Despite the initial intention of the European Commission to standardize legislation on electronic invoicing, in practice, the Directive was ambiguous and caused many problems in intra-EU transactions. Some of the contradictory statements defined in the Directive are the following:

  • Member States that wanted to toughen the requirements for valid electronic invoicing via advanced electronic signatures and qualified electronic certificates, were allowed to do so.
  • Member States could not impose any other obligations related to the use of electronic invoices.
  • Member States were allowed to adopt and approve internal regulations to determine the validity of an electronic invoice, without the need of using any of the two recognized techniques (advanced electronic signature and EDI systems).
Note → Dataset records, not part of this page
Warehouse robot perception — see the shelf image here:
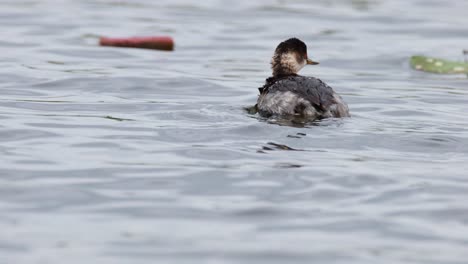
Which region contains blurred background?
[0,0,468,264]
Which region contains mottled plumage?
[257,38,349,119]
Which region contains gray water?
[0,0,468,264]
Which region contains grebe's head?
[271,38,318,76]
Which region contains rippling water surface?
[0,0,468,264]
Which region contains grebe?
[257,38,349,120]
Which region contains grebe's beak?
[307,58,319,65]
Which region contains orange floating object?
[99,36,174,50]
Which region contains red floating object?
[99,37,174,50]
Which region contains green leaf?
[410,56,468,74]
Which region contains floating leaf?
[104,116,134,121]
[410,56,468,74]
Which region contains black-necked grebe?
[257,38,349,119]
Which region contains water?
[0,0,468,264]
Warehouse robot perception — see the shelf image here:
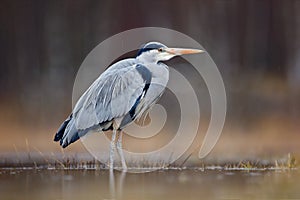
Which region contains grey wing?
[73,63,151,130]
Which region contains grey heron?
[54,42,204,170]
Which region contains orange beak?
[165,48,204,55]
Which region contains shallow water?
[0,169,300,200]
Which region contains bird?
[54,42,204,171]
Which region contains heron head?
[137,42,204,62]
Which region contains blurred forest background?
[0,0,300,161]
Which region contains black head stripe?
[137,42,166,56]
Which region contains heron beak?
[165,48,205,56]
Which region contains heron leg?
[117,131,127,171]
[109,129,117,170]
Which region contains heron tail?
[54,114,85,148]
[54,114,72,142]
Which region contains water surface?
[0,169,300,200]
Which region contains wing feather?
[73,59,151,130]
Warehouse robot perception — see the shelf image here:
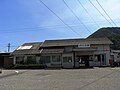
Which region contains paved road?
[0,68,120,90]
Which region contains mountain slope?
[88,27,120,50]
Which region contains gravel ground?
[0,68,120,90]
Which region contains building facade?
[13,38,112,68]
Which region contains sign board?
[78,44,90,48]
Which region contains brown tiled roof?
[41,49,64,54]
[12,42,42,55]
[42,38,112,47]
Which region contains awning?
[73,48,97,52]
[41,49,64,54]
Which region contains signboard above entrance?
[78,43,90,48]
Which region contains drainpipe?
[73,52,75,68]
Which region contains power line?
[96,0,117,27]
[39,0,81,36]
[77,0,99,27]
[88,0,113,26]
[63,0,91,33]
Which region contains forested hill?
[88,27,120,50]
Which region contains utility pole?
[7,43,11,52]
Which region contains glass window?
[63,57,72,62]
[40,56,50,63]
[27,56,36,64]
[16,56,24,64]
[52,56,60,62]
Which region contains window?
[16,56,24,64]
[52,56,60,62]
[27,56,36,64]
[63,57,72,62]
[40,56,50,63]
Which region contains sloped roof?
[41,38,112,47]
[12,42,42,55]
[41,49,64,54]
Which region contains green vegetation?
[88,27,120,50]
[12,64,46,69]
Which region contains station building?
[12,38,112,68]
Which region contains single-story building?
[12,38,112,68]
[0,52,13,68]
[111,50,120,62]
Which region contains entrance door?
[62,56,73,68]
[78,55,89,67]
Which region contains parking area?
[0,68,120,90]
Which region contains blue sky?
[0,0,120,51]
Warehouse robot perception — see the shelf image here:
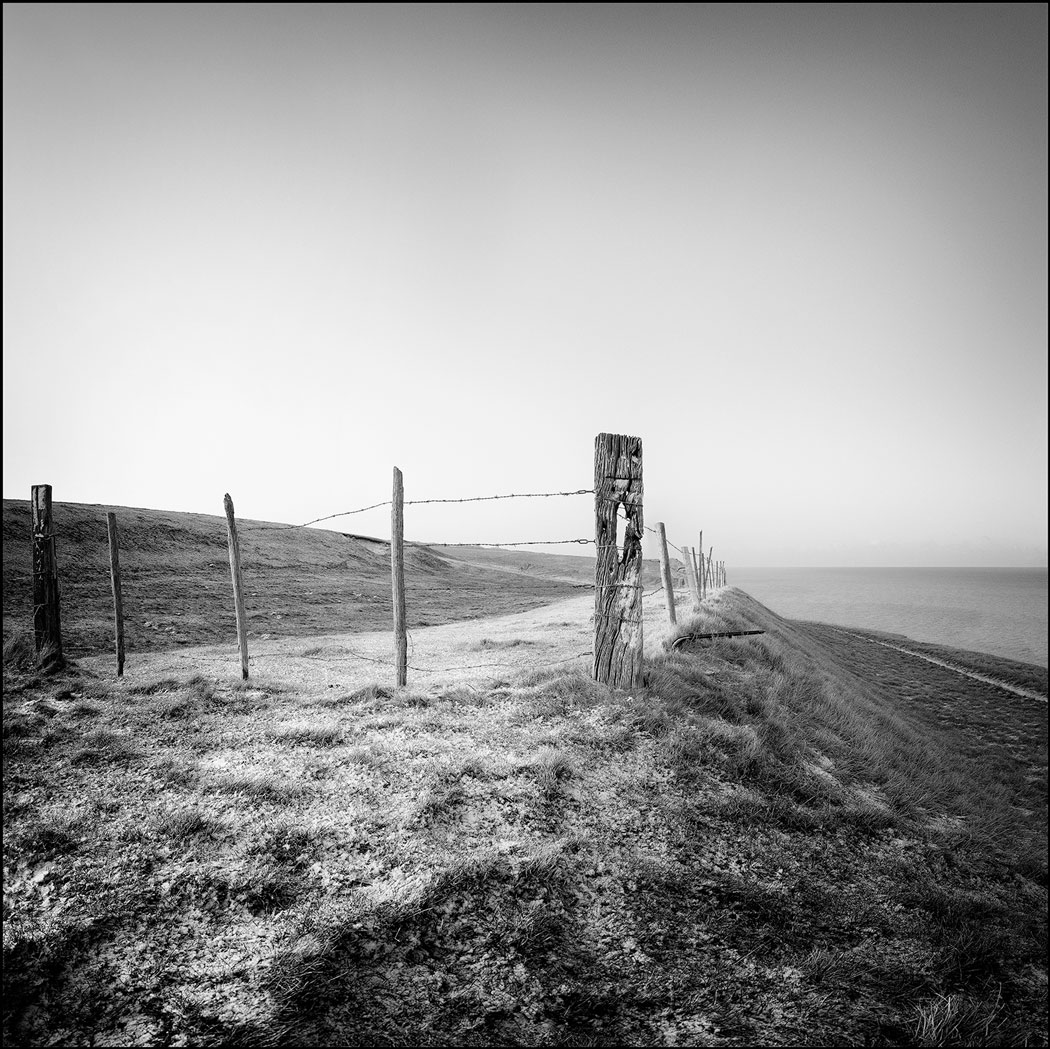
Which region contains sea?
[727,568,1047,667]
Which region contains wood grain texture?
[391,466,408,686]
[106,510,124,677]
[32,484,65,667]
[593,434,645,689]
[656,521,678,625]
[223,492,248,681]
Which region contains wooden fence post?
[696,528,708,601]
[223,492,248,681]
[30,484,65,669]
[681,546,700,608]
[593,434,644,689]
[106,510,124,677]
[656,521,678,626]
[391,466,408,686]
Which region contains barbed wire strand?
[245,488,594,529]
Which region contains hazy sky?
[3,3,1047,565]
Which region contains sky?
[3,3,1047,566]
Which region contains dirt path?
[81,592,688,690]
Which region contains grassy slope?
[4,591,1047,1046]
[3,499,672,655]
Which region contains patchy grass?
[3,591,1047,1046]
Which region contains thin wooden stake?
[656,521,678,626]
[696,528,708,601]
[223,492,248,681]
[391,466,408,686]
[30,484,65,669]
[106,510,124,677]
[593,434,644,689]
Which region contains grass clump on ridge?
[4,596,1046,1046]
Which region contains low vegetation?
[3,594,1047,1046]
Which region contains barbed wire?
[245,488,594,529]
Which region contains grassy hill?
[3,499,659,655]
[3,575,1047,1046]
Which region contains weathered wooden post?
[593,434,644,689]
[656,521,678,626]
[106,510,124,677]
[223,492,248,681]
[391,466,408,686]
[689,546,704,608]
[30,484,65,669]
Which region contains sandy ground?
[80,591,692,690]
[840,630,1047,702]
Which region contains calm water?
[729,568,1047,667]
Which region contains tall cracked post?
[593,434,644,689]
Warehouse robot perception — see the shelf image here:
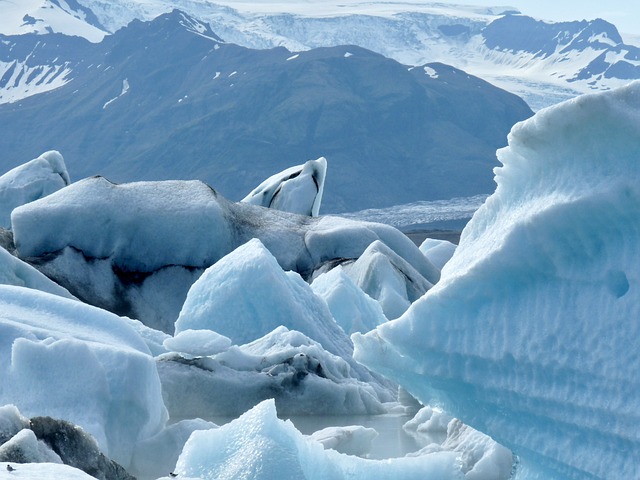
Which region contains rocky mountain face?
[0,11,532,213]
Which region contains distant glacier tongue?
[353,82,640,478]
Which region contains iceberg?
[0,247,75,298]
[311,265,387,334]
[163,400,463,480]
[352,82,640,479]
[0,150,71,228]
[0,285,168,468]
[309,425,378,457]
[420,238,457,270]
[344,241,432,319]
[12,177,439,334]
[175,239,352,357]
[241,157,327,217]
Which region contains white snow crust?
[353,82,640,478]
[158,326,393,418]
[0,248,75,298]
[0,285,168,468]
[0,0,107,42]
[12,177,439,332]
[242,156,327,217]
[311,265,387,334]
[420,238,457,270]
[0,150,71,228]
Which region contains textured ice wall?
[0,150,71,228]
[355,82,640,478]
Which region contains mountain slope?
[65,0,640,109]
[0,11,531,213]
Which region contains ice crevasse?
[353,82,640,478]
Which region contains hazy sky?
[450,0,640,35]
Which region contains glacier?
[352,82,640,478]
[241,157,327,217]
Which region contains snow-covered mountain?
[0,11,531,213]
[0,0,640,109]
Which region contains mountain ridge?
[0,11,532,212]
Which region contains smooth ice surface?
[12,177,231,272]
[0,285,167,467]
[130,418,217,480]
[0,428,63,463]
[0,462,95,480]
[354,82,640,478]
[166,400,462,480]
[163,329,231,357]
[242,157,327,217]
[0,150,71,228]
[309,425,378,457]
[12,177,439,332]
[403,407,515,480]
[158,326,394,419]
[176,239,351,357]
[345,241,439,319]
[0,248,74,298]
[311,265,387,334]
[420,238,457,270]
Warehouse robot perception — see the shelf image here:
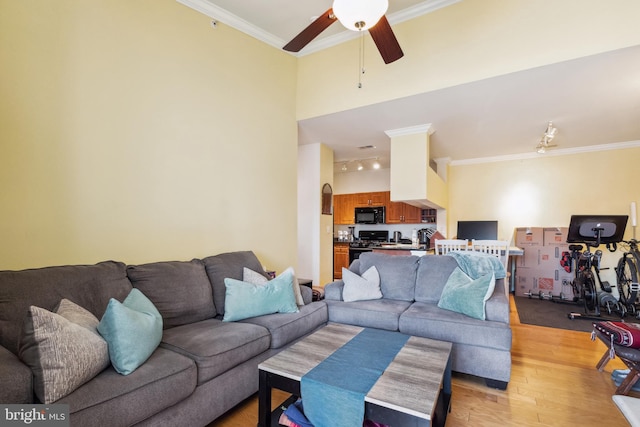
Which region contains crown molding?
[176,0,462,57]
[449,141,640,166]
[176,0,285,49]
[384,123,435,138]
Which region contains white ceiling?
[178,0,640,166]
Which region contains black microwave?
[355,206,385,224]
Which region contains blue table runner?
[300,329,409,427]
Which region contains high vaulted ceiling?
[178,0,640,167]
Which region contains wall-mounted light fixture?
[536,122,558,154]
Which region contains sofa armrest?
[298,285,313,305]
[485,279,510,323]
[0,346,33,403]
[324,280,344,301]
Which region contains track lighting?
[334,157,382,172]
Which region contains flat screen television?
[567,215,629,244]
[457,221,498,240]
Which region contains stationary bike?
[569,243,626,319]
[567,217,627,320]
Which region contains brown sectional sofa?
[0,251,328,426]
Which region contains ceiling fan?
[283,0,404,64]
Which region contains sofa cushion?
[359,252,420,301]
[20,300,109,404]
[399,302,511,351]
[415,255,458,304]
[325,298,411,331]
[98,289,162,375]
[0,261,131,355]
[242,301,328,348]
[438,268,496,320]
[160,319,271,384]
[0,347,33,403]
[342,265,382,302]
[202,251,266,316]
[127,259,216,329]
[244,267,305,305]
[222,272,298,322]
[57,348,197,426]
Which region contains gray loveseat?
[0,251,327,426]
[324,252,511,390]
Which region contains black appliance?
[349,230,389,265]
[418,228,436,246]
[354,206,388,224]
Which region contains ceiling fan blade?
[369,15,404,64]
[283,8,337,52]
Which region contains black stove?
[353,230,389,248]
[349,230,389,264]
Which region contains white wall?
[296,144,333,286]
[333,167,390,194]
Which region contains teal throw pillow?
[222,271,298,322]
[98,288,162,375]
[438,267,496,320]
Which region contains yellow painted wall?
[447,148,640,239]
[297,0,640,119]
[0,0,297,270]
[446,147,640,284]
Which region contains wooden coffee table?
[258,323,451,427]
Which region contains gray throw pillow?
[19,300,110,404]
[342,266,382,302]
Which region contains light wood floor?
[210,297,640,427]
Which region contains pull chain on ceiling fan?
[283,0,404,64]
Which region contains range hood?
[385,124,449,209]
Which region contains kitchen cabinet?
[333,194,355,225]
[387,202,422,224]
[333,242,349,280]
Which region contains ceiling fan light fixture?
[333,0,389,31]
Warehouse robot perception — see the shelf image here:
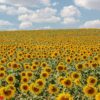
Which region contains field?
[0,29,100,100]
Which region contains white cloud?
[75,0,100,10]
[60,5,81,24]
[61,5,80,17]
[0,5,33,15]
[19,22,32,29]
[18,7,60,23]
[0,0,50,7]
[0,20,13,27]
[81,20,100,28]
[63,17,79,24]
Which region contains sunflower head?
[83,85,97,97]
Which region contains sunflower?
[44,67,52,74]
[56,93,73,100]
[7,84,16,91]
[95,92,100,100]
[66,57,72,64]
[11,62,19,71]
[87,76,97,86]
[83,85,97,97]
[0,71,6,80]
[71,72,81,80]
[20,71,27,77]
[31,64,37,71]
[62,78,72,88]
[24,64,31,70]
[20,83,29,93]
[57,76,65,84]
[21,76,29,83]
[74,79,82,87]
[32,61,40,66]
[40,71,49,79]
[35,79,45,88]
[29,83,41,95]
[6,74,15,84]
[0,65,6,71]
[41,62,48,68]
[48,84,59,94]
[26,71,33,78]
[76,64,84,71]
[0,87,15,100]
[56,65,64,72]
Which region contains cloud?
[60,5,81,24]
[0,0,50,7]
[0,5,33,15]
[19,22,32,29]
[61,5,80,17]
[75,0,100,10]
[81,20,100,28]
[0,20,13,27]
[18,7,60,23]
[63,17,79,24]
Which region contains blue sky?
[0,0,100,30]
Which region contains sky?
[0,0,100,30]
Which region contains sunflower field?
[0,29,100,100]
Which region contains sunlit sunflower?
[44,67,52,74]
[95,92,100,100]
[71,72,81,80]
[40,71,49,79]
[35,79,45,88]
[0,65,6,71]
[41,62,48,68]
[6,74,15,84]
[26,71,33,78]
[20,83,29,93]
[57,76,65,84]
[0,87,15,100]
[56,65,64,72]
[62,78,72,88]
[0,71,6,80]
[83,85,97,97]
[20,71,27,77]
[21,76,29,83]
[30,83,41,95]
[48,84,59,94]
[56,93,73,100]
[76,64,84,71]
[31,64,37,71]
[87,76,97,86]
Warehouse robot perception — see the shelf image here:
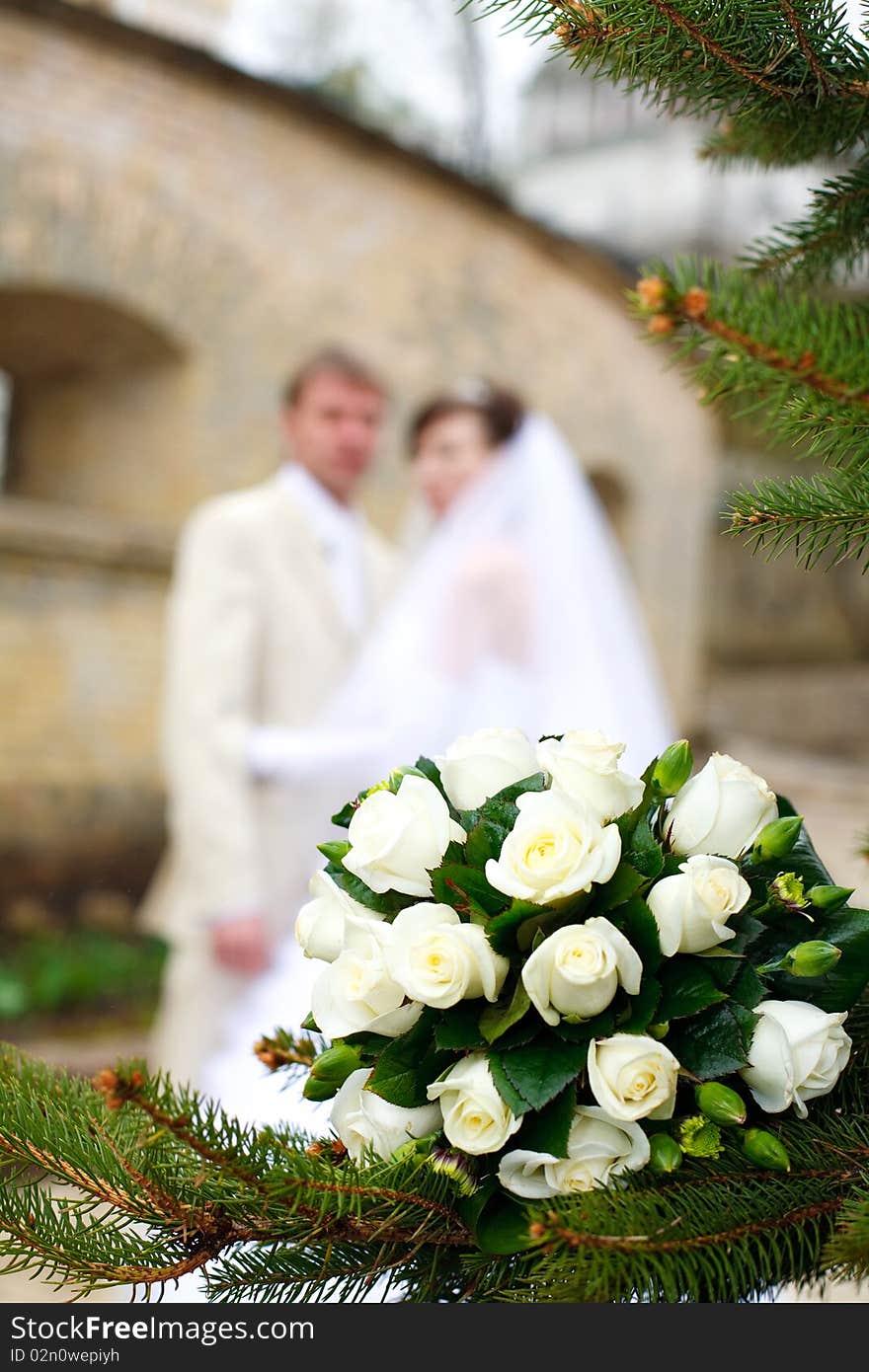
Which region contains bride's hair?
[409,379,524,454]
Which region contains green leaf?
[606,896,662,973]
[763,905,869,1014]
[627,819,665,879]
[458,773,548,831]
[413,757,449,804]
[464,819,510,867]
[332,799,359,829]
[514,1083,577,1158]
[593,861,645,915]
[612,975,666,1037]
[552,1009,615,1049]
[479,978,531,1042]
[435,1000,486,1052]
[489,1033,588,1112]
[658,956,728,1021]
[476,1192,538,1254]
[486,900,546,956]
[666,1000,757,1081]
[365,1010,453,1110]
[317,838,352,865]
[325,862,416,915]
[489,1052,531,1115]
[731,963,762,1010]
[432,863,507,917]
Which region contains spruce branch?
[634,260,869,472]
[488,0,869,165]
[743,159,869,281]
[729,472,869,571]
[0,1036,869,1302]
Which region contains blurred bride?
[203,383,675,1132]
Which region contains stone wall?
[0,0,717,922]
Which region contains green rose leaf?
[513,1083,577,1158]
[365,1009,453,1110]
[489,1033,588,1114]
[486,900,546,956]
[432,862,507,922]
[666,1000,757,1081]
[731,963,767,1010]
[413,757,449,804]
[593,861,647,915]
[658,956,728,1021]
[464,819,510,867]
[612,975,666,1037]
[606,896,661,973]
[317,838,352,865]
[489,1052,531,1115]
[627,819,665,880]
[475,1192,538,1254]
[325,862,416,915]
[479,978,531,1042]
[435,1000,486,1051]
[552,1010,612,1049]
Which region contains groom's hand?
[211,914,272,977]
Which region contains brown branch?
[674,303,869,408]
[781,0,830,95]
[534,1196,844,1253]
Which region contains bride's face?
[413,411,494,514]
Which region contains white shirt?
[280,462,368,634]
[247,462,378,800]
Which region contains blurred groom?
[143,349,393,1084]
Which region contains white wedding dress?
[168,416,675,1301]
[203,416,675,1133]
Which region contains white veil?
[317,415,675,771]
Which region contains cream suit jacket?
[141,478,395,1077]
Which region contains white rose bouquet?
[287,728,869,1257]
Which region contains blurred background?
[0,0,869,1070]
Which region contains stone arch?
[0,285,184,513]
[0,148,287,527]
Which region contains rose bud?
[743,1129,791,1172]
[694,1081,746,1125]
[750,815,803,862]
[806,886,854,914]
[302,1042,359,1101]
[780,939,841,977]
[650,1133,685,1172]
[652,738,694,796]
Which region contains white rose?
[588,1033,679,1119]
[645,855,750,957]
[429,1052,521,1154]
[435,728,539,809]
[499,1105,650,1200]
[386,904,510,1010]
[310,925,423,1038]
[740,1000,851,1119]
[344,777,467,896]
[521,915,643,1025]
[486,791,622,905]
[537,729,644,823]
[668,753,778,858]
[295,872,383,961]
[330,1067,440,1162]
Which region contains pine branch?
[743,159,869,281]
[489,0,869,165]
[634,260,869,471]
[0,1036,869,1301]
[731,472,869,571]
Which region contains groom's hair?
[280,347,388,409]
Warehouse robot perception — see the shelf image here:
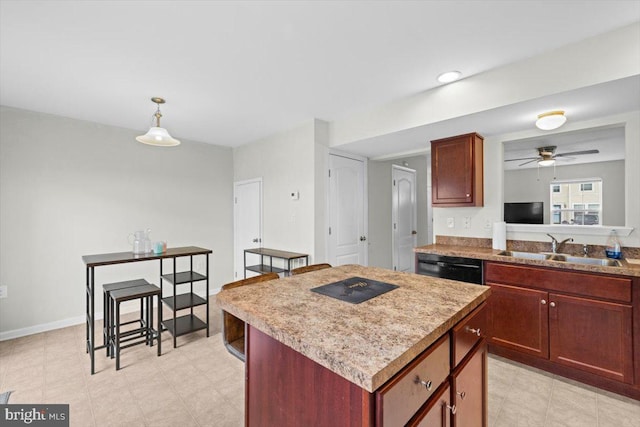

Among other consequences, this meant that it was difficult for companies from “flexible” States to interact with companies from more “severe” countries. After all, the first had to meet the regulations of the country of destination, to meet the requirements of the State of the latter. Even among Member States that demanded an advanced electronic invoice there were difficulties, as they were managing different security levels (through an advanced electronic signature or a qualified electronic signature).

Luckily, Directive 2010/45/EU – implemented throughout the year 2013 – partially corrects this situation of uncertainty surrounding electronic invoicing. The main differences between the two directives are the following:

  • Paper and electronic invoices are equal on a legal and fiscal level.
  • The authenticity of origin and integrity of content are still required in both formats, but members are not obliged to use an electronic signature or EDI exchange system. With the new Directive, other systems based on internal corporate controls are also allowed.
  • The invoice recipient must accept receiving invoices in electronic format, while this is still not mandatory in the case of paper invoices.

A Critical Point of View

With Directive 2010/45/EU, the supplying company and the customer are free to choose the desired method to guarantee the authenticity of origin and integrity of the electronic invoice. After all, since 2013, a new and third option for control has gained relevance, apart from the electronic signature and EDI data exchange. This third method allows companies to use other systems based on internal controls.

However, this new option -internal business control- is a wide and ambiguous concept, because more than one type of method is allowed, such as comparing the invoice to the corresponding bank payment. A consolidated business modus operandi will only possible after a period of day-to-day implementation.

On the other hand, the fact that the requirement of acceptance by the recipient only applies to electronic invoicing and not to paper format, shows that the EU is giving time to businesses and consumers to get used to the new digital scenario.

There is no doubt that the implementation of these new invoicing process mechanisms will greatly simplify invoice generation, delivery and reception, which, in turn, will result in cost reductions. On the other hand, the problems related to safekeeping and custody caused by the electronic signature will disappear.